Transamine for patients

Prescribers or other health professionals should inform patients, their families, and their caregivers about the benefits and risks associated with treatment with PARNATE and should counsel them in its appropriate use. A patient Medication Guide About Using Antidepressants in Children and Teenagers is available for Parnate. The prescriber or health professional should instruct patients, their families, and their caregivers to read the Medication Guide and should assist them in understanding its contents. Patients should be given the opportunity to discuss the contents of the Medication Guide and to obtain answers to any questions they may have. The complete text of the Medication Guide is reprinted at the end of this document.

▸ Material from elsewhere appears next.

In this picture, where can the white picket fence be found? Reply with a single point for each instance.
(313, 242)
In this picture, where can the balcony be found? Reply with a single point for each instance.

Patients should be advised of the following issues and asked to alert their prescriber if these occur while taking Parnate.

Medication Guide

PARNATE® (PAR-nate) (tranylcypromine sulfate) Tablets

About Using Antidepressants in Children and Teenagers

What is the most important information I should know if my child is being prescribed an antidepressant?

Parents or guardians need to think about 4 important things when their child is prescribed an antidepressant:

  1. There is a risk of suicidal thoughts or actions
  2. How to try to prevent suicidal thoughts or actions in your child
  3. You should watch for certain signs if your child is taking an antidepressant
  4. There are benefits and risks when using antidepressants

1. There is a Risk of Suicidal Thoughts or Actions

Children and teenagers sometimes think about suicide, and many report trying to kill themselves.

Antidepressants increase suicidal thoughts and actions in some children and teenagers. But suicidal thoughts and actions can also be caused by depression, a serious medical condition that is commonly treated with antidepressants. Thinking about killing yourself or trying to kill yourself is called suicidality or being suicidal.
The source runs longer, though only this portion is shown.